Terror label against Mojahedin of Iran, “disastrous” effect of the EU blacklisting

Press Association
Wednesday, 23 January 2008
By Geoff Meade, PA Europe editor

Brussels – United Nations and European Union blacklists of terrorist suspects were condemned this afternoon as a violation of human rights and a threat to the credibility of the international fight against terrorism.

The damning verdict from Europe’s human rights watchdog, the Council of Europe, was coupled with demands for a review of UN and EU blacklisting procedures.

The Council’s Parliamentary Assembly, meeting in Strasbourg, backed a report attacking the methods used by the UN Security Council and the EU to blacklist individuals and groups suspected of having terrorist connections abuse basic rights and are “completely arbitrary”.

The report’s author, Swiss MP Dick Marty declared: “Injustice is terrorism’s best ally – and we must fight it too.”

His report, endorsed by MPs from the Council’s 46 member countries, including all 27 EU member states:
“Let us say it clearly: the current blacklisting practice is scandalous and blemishes the honour of the institutions making use of it in such a way. Blacklisting without respecting the most elementary rights puts into the question the credibility of the fight against terrorism and thus reduces its effectiveness.”

Mr Marty’s report says 370 people world-wide currently have their assets frozen and their international travel blocked because the UN has put them on a blacklist. And about 60 groups and bodies are on another blacklist kept by the EU.

Grounds for sanctions against them all amount to “mere suspicion” says the report, describing the measures as “deplorable and a violation of human rights and fundamental freedoms”.

It goes on: “”Even the members of the committee which decides on blacklisting are not given all the reasons for blacklisting particular persons or groups.

“Usually, those persons or groups are not told that blacklisting has been requested, given a hearing or even, in some cases, informed of the decision – until they try to cross a frontier or use a bank account. There is no provision for independent review of these decisions”.

Such procedures are “unworthy” of international institutions such as the UN and EU and undermines the legitimacy of using “targeted sanctions” against terrorists, says the report.

And it warns that Council of Europe member states which are required to enforce such sanctions “may well violate their obligations under the European Convention on Human Rights”

Today’s overwhelming vote backing the report includes a demand that the UN and EU review their blacklist procedures “to preserve the credibility of the international fight against terrorism”.

International bodies such as the UN and EU, with their “lofty goals”, ought to set an example by respecting minimum standards and legal certainty under the rule of law, said the report.
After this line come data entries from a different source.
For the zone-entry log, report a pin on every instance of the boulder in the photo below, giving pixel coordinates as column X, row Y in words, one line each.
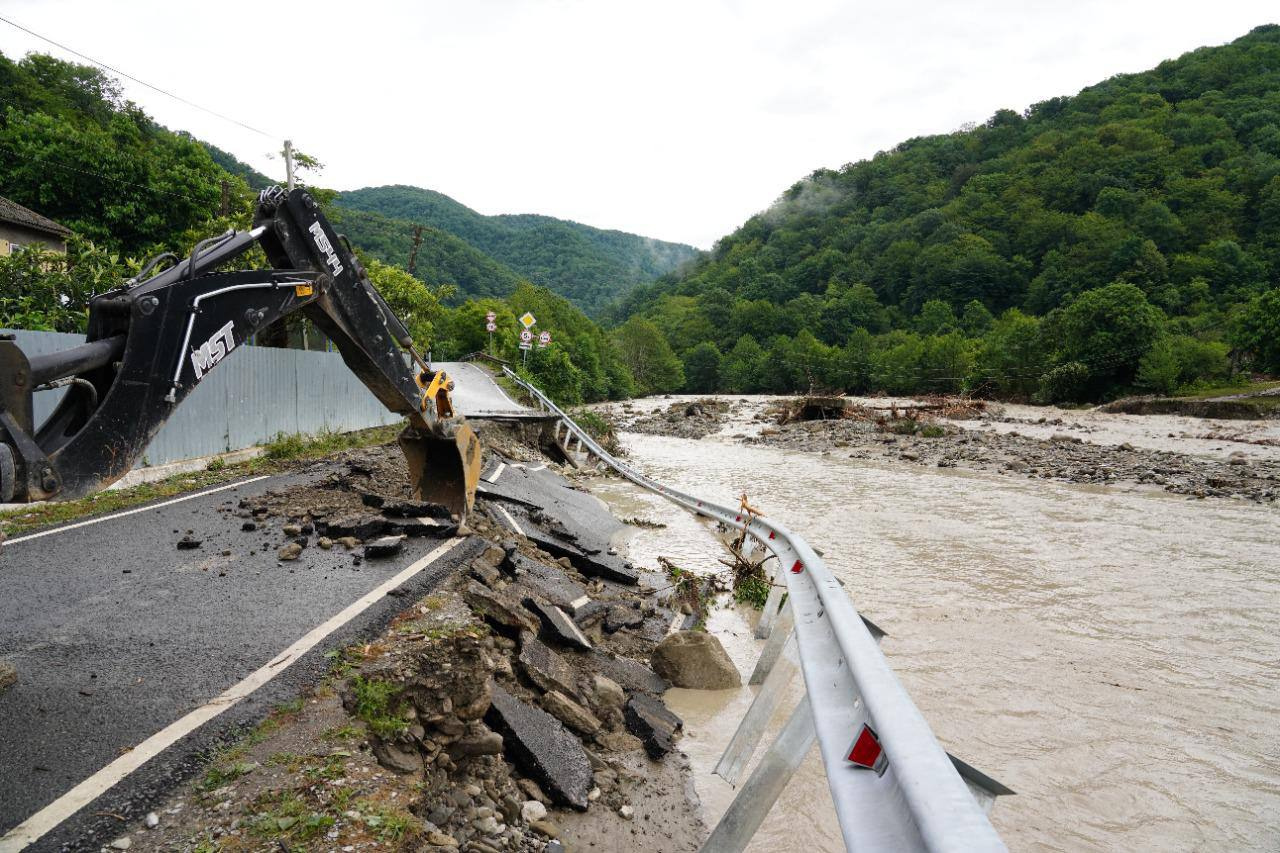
column 543, row 749
column 695, row 660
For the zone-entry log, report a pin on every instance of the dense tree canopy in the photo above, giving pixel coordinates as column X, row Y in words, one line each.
column 986, row 259
column 590, row 267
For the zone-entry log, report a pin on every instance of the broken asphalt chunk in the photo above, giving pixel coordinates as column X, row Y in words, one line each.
column 558, row 625
column 499, row 609
column 649, row 720
column 540, row 746
column 384, row 547
column 544, row 667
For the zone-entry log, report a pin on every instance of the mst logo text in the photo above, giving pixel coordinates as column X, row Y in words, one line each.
column 213, row 350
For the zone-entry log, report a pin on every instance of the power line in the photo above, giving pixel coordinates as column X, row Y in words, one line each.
column 140, row 82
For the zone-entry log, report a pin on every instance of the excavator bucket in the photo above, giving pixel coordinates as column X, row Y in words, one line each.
column 443, row 469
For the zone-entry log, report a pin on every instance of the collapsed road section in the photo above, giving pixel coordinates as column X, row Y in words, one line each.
column 507, row 705
column 894, row 787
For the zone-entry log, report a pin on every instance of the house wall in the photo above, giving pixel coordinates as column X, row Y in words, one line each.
column 12, row 233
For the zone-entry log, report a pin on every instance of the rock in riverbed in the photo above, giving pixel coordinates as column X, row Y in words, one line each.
column 695, row 660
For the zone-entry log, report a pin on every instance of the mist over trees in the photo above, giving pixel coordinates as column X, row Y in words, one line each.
column 1127, row 238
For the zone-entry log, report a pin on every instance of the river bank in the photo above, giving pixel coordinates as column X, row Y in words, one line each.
column 1193, row 457
column 1104, row 649
column 512, row 708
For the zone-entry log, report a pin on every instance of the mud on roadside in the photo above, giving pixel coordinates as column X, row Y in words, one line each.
column 510, row 710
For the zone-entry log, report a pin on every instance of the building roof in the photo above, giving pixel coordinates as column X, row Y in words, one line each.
column 14, row 213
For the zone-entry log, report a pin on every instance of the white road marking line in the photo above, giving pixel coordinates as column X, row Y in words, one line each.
column 135, row 511
column 577, row 632
column 515, row 525
column 77, row 798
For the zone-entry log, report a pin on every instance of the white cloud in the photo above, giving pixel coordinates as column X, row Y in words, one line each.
column 670, row 119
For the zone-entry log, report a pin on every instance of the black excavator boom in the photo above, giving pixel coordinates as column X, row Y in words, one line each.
column 152, row 340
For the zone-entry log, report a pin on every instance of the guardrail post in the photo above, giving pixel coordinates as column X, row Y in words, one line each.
column 749, row 731
column 773, row 646
column 762, row 789
column 769, row 612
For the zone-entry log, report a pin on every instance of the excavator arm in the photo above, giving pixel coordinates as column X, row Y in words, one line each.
column 152, row 340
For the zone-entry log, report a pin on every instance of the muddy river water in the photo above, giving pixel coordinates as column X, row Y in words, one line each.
column 1111, row 655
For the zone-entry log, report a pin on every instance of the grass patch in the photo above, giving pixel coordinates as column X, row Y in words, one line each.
column 752, row 589
column 287, row 450
column 388, row 824
column 222, row 775
column 283, row 815
column 342, row 734
column 375, row 705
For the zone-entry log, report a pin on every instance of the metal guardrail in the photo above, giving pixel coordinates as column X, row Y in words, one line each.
column 896, row 789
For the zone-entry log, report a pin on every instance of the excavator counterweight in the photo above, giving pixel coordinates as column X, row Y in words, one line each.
column 154, row 338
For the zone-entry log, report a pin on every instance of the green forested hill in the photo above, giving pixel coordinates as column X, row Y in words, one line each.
column 589, row 267
column 1151, row 199
column 442, row 258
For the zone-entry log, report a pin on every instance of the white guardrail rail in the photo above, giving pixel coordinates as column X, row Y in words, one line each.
column 894, row 787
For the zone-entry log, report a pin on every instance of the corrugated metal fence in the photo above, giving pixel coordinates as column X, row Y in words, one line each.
column 250, row 398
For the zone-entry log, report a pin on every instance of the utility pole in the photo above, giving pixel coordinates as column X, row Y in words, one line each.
column 412, row 254
column 288, row 164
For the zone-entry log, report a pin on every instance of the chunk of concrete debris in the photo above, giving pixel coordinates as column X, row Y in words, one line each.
column 632, row 675
column 542, row 748
column 649, row 720
column 620, row 616
column 548, row 582
column 398, row 757
column 607, row 692
column 533, row 811
column 384, row 547
column 8, row 675
column 695, row 660
column 571, row 714
column 558, row 626
column 498, row 609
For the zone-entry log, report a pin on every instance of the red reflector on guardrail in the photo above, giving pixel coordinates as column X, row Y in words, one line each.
column 867, row 751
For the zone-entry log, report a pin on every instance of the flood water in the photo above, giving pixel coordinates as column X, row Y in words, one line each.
column 1111, row 655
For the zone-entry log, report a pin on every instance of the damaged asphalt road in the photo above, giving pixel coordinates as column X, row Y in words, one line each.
column 117, row 633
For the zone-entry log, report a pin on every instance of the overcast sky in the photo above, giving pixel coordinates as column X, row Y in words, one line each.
column 673, row 119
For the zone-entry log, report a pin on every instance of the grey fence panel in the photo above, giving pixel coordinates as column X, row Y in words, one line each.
column 246, row 400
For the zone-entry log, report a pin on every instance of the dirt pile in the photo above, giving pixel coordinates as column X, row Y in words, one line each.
column 682, row 419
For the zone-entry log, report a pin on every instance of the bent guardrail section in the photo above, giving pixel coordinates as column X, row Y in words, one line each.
column 895, row 788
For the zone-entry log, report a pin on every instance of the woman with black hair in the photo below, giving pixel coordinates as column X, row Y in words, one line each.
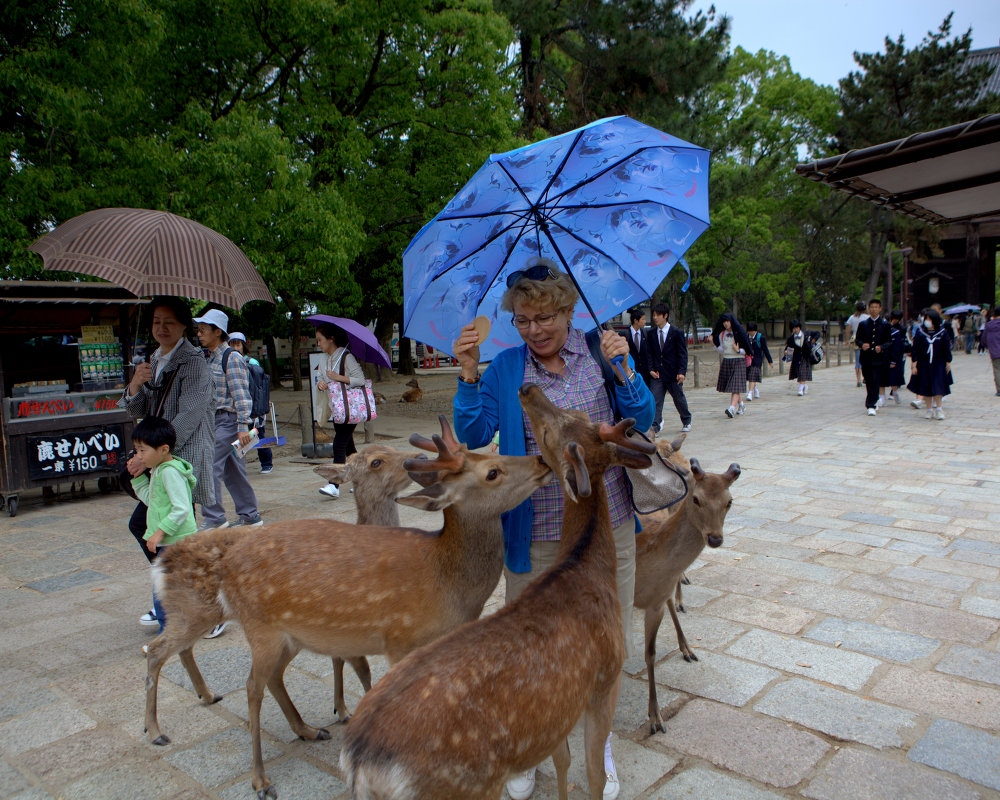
column 801, row 368
column 930, row 374
column 733, row 343
column 341, row 367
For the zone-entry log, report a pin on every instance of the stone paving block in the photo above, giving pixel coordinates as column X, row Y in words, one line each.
column 964, row 751
column 42, row 726
column 58, row 583
column 852, row 774
column 701, row 783
column 954, row 626
column 875, row 640
column 940, row 696
column 903, row 590
column 928, row 577
column 741, row 581
column 832, row 600
column 760, row 613
column 981, row 606
column 295, row 780
column 795, row 569
column 755, row 746
column 971, row 662
column 222, row 758
column 127, row 780
column 837, row 713
column 818, row 662
column 715, row 676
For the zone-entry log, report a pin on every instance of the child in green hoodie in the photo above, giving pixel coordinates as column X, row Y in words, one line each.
column 166, row 492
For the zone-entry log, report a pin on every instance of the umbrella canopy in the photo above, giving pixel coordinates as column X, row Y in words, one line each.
column 615, row 203
column 361, row 341
column 961, row 308
column 153, row 252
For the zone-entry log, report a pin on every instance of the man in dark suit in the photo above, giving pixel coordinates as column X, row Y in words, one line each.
column 873, row 340
column 638, row 347
column 667, row 364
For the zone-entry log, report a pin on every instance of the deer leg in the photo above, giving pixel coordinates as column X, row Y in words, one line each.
column 268, row 652
column 561, row 761
column 652, row 619
column 596, row 726
column 681, row 641
column 276, row 683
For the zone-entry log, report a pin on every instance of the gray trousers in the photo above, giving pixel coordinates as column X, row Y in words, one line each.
column 231, row 470
column 543, row 556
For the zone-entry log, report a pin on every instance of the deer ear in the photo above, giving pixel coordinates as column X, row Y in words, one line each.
column 431, row 498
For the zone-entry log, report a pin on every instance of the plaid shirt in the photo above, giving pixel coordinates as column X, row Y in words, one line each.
column 581, row 386
column 232, row 388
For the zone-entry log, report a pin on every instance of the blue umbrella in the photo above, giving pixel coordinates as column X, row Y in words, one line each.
column 615, row 203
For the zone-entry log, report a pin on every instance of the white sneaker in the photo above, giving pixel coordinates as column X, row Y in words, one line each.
column 521, row 787
column 611, row 784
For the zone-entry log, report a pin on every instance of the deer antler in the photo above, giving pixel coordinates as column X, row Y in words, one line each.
column 447, row 461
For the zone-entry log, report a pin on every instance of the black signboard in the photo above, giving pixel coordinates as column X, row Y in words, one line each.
column 76, row 452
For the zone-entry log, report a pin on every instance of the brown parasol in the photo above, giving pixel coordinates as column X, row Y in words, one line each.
column 151, row 253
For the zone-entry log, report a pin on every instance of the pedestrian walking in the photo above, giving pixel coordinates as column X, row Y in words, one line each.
column 873, row 339
column 758, row 352
column 853, row 321
column 930, row 375
column 991, row 336
column 733, row 344
column 800, row 368
column 667, row 366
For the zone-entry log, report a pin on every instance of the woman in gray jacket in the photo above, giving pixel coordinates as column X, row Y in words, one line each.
column 177, row 384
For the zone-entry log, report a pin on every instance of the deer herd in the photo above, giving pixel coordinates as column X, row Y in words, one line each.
column 439, row 724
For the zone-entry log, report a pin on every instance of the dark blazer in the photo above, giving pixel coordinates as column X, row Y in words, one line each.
column 672, row 361
column 876, row 333
column 640, row 355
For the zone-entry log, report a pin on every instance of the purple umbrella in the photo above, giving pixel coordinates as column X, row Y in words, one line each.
column 361, row 341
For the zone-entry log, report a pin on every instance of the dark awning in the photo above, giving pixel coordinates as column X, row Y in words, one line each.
column 948, row 175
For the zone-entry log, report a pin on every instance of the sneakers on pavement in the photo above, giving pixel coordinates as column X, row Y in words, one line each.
column 218, row 630
column 521, row 787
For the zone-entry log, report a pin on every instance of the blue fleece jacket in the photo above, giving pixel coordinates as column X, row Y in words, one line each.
column 479, row 410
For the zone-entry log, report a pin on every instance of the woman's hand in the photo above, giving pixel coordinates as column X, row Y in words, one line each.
column 466, row 350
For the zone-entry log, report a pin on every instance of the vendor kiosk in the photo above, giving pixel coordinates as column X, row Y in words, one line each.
column 64, row 354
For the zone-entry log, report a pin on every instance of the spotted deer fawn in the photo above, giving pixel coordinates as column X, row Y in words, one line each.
column 341, row 589
column 497, row 696
column 667, row 545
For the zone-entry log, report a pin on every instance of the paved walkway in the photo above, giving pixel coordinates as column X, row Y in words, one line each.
column 848, row 630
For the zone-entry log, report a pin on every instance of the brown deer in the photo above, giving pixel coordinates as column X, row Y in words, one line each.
column 341, row 589
column 413, row 394
column 378, row 476
column 455, row 718
column 667, row 545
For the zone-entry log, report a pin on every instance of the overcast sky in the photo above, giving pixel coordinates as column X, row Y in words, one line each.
column 820, row 38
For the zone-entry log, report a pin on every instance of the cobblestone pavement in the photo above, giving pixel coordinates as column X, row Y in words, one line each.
column 847, row 630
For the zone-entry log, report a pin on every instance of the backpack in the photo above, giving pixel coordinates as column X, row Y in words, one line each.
column 260, row 387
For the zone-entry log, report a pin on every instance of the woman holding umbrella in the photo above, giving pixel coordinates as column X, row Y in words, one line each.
column 341, row 367
column 574, row 371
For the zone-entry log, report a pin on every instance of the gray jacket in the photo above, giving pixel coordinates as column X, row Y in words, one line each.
column 190, row 407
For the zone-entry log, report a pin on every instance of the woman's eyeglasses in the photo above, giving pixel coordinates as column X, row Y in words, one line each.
column 544, row 321
column 539, row 272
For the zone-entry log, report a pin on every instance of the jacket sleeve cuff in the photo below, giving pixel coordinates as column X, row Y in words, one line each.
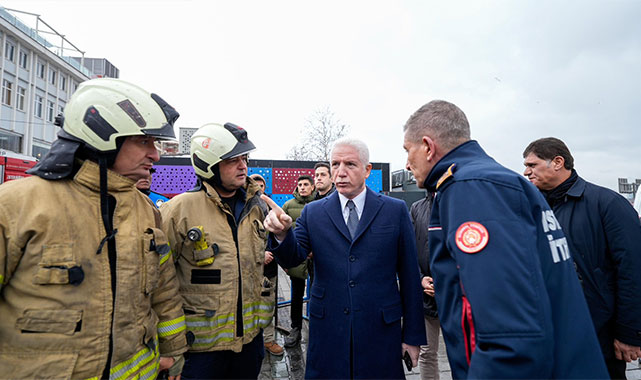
column 628, row 335
column 174, row 347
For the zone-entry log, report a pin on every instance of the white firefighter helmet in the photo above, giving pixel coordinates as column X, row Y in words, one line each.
column 101, row 110
column 213, row 143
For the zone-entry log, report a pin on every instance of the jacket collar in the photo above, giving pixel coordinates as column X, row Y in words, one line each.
column 89, row 176
column 576, row 191
column 469, row 151
column 373, row 204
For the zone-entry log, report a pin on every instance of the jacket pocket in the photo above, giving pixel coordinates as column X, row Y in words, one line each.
column 318, row 292
column 65, row 322
column 317, row 310
column 58, row 266
column 259, row 241
column 155, row 245
column 35, row 365
column 392, row 314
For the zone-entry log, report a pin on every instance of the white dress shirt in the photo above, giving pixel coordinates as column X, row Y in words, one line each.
column 359, row 202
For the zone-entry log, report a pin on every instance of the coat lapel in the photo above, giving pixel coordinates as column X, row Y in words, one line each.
column 333, row 209
column 373, row 204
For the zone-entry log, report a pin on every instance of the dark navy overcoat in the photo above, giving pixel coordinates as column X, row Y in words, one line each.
column 356, row 300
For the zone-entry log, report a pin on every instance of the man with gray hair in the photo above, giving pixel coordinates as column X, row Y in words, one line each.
column 362, row 242
column 509, row 301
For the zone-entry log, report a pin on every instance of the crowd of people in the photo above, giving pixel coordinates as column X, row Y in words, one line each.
column 527, row 276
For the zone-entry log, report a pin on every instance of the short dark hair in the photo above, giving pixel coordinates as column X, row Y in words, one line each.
column 305, row 177
column 322, row 165
column 549, row 147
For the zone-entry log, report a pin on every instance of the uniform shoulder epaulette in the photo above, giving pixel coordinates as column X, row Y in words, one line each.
column 448, row 174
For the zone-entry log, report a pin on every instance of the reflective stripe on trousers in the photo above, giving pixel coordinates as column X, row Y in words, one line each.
column 134, row 367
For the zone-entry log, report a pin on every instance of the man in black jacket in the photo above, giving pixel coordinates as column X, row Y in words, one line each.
column 604, row 236
column 428, row 356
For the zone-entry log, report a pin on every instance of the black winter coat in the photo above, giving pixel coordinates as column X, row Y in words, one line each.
column 604, row 237
column 420, row 214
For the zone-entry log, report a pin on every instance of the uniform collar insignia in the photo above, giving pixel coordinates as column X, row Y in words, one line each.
column 449, row 173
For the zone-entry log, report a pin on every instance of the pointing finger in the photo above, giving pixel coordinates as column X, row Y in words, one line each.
column 272, row 205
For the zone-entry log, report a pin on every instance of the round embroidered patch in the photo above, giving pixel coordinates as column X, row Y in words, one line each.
column 471, row 237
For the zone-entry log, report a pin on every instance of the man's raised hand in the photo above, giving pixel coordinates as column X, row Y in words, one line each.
column 277, row 221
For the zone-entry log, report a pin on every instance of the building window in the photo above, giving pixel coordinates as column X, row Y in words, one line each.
column 24, row 59
column 37, row 109
column 52, row 76
column 7, row 91
column 50, row 108
column 10, row 142
column 8, row 51
column 41, row 70
column 20, row 96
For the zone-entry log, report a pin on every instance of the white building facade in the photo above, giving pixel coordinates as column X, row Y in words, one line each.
column 36, row 83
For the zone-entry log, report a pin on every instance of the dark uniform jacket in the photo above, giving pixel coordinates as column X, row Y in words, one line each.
column 509, row 300
column 604, row 236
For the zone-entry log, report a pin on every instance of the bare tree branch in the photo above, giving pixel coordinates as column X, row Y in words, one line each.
column 318, row 135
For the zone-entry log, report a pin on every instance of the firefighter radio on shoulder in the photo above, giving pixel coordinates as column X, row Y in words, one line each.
column 204, row 254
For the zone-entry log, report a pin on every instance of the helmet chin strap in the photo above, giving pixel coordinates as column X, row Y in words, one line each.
column 110, row 233
column 216, row 182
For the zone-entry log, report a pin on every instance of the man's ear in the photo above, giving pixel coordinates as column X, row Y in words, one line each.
column 429, row 146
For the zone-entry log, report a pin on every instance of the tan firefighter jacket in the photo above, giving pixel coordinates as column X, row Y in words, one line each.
column 210, row 290
column 56, row 300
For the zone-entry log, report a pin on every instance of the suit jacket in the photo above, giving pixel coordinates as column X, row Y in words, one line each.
column 356, row 299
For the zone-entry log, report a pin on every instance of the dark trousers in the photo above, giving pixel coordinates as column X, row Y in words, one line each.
column 616, row 368
column 226, row 364
column 296, row 307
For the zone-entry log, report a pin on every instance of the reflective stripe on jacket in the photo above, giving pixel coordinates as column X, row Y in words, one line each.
column 210, row 288
column 56, row 301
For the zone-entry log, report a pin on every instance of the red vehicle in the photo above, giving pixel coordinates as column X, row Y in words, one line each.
column 14, row 165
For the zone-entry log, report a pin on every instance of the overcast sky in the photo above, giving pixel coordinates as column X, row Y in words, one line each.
column 520, row 70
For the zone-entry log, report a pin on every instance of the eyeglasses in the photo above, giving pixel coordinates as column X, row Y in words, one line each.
column 236, row 160
column 145, row 141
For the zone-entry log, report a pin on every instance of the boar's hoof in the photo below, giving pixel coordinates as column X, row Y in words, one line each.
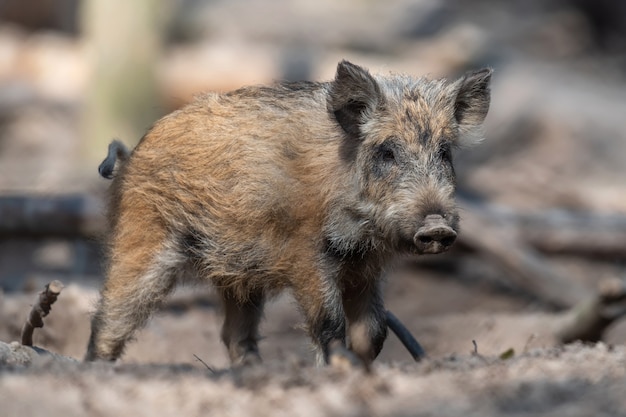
column 435, row 236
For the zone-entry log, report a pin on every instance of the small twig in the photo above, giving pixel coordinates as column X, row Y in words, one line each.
column 40, row 310
column 588, row 320
column 204, row 363
column 407, row 339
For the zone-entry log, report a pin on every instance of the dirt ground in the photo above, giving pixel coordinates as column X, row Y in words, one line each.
column 176, row 365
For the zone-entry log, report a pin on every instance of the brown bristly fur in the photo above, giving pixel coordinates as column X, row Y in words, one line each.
column 313, row 187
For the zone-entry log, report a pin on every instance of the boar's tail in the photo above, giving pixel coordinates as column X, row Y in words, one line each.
column 117, row 151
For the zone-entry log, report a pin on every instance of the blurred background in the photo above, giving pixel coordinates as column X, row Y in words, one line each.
column 76, row 73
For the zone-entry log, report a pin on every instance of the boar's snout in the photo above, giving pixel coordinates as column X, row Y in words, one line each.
column 435, row 236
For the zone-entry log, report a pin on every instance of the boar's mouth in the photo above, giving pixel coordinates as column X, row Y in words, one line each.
column 434, row 236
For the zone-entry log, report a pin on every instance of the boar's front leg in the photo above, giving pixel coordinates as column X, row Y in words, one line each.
column 367, row 326
column 320, row 299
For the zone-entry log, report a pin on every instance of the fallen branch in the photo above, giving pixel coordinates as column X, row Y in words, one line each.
column 498, row 241
column 40, row 310
column 588, row 320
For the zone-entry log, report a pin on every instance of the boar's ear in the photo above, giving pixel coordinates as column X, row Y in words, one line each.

Therefore blacklisted groups or individuals should have the right:
– “to be notified and adequately informed of the charges held against oneself, and of the decision taken;
– “to enjoy the fundamental right to be heard and to be able to adequately defend oneself against these charges;
– “to be able to have the decision affecting one’s rights speedily reviewed by an independent, impartial body with a view to modifying or annulling it.”

The report was welcomed this afternoon by the main Iranian opposition group, the People’s Mojahedin Organisations of Iran (PMOI) which is still on the EU’s blacklist despite a court ruling ordering the UK government – which put the PMOI on the list in the first place – to remove it.

Dick Marty’s report says cases such as the PMOI controversy are an example of the “disastrous” effects of the blacklists.

The PMOI successfully challenged its place on the blacklist in the EU’s highest court, and also won a case last November before the UK’s independent judicial authority, the Proscribed Organisations Appeal Commission, which described the British Government’s blacklisting of the PMOI as unlawful.

POAC chairman Sir Harry Ognall, a former judge, said the Government’s decision to blacklist the PMOI was “perverse”.

It was, says Mr Marty’s report, a “sensational” result and “a real slap in the face” for the UK Government.

And yet the PMOI is still on the blacklist, points out the report – just one of a number of similar cases around Europe which “illustrate the drastic consequences which the flawed procedures still current in the UN Security Council and the EU can have for innocent parties, who face almost insurmountable difficulties in securing the most basic of their rights.”

The report’s resolution calling for minimum procedural standards of fundamental rights to be applied to blacklisting methods was approved by 101-3. UK delegates on the Council of Europe’s Parliamentary Assembly who approved the resolution included Labour MPs Rudi Vis, Lord Tomlinson, Edward O’Hara and Bill Etherington and Conservative Humfrey Malins.

Another Labour MP, John Austin, abstained, and fellow Labour MP Denis McShane, voted against,, alongside two Romanian socialist MP.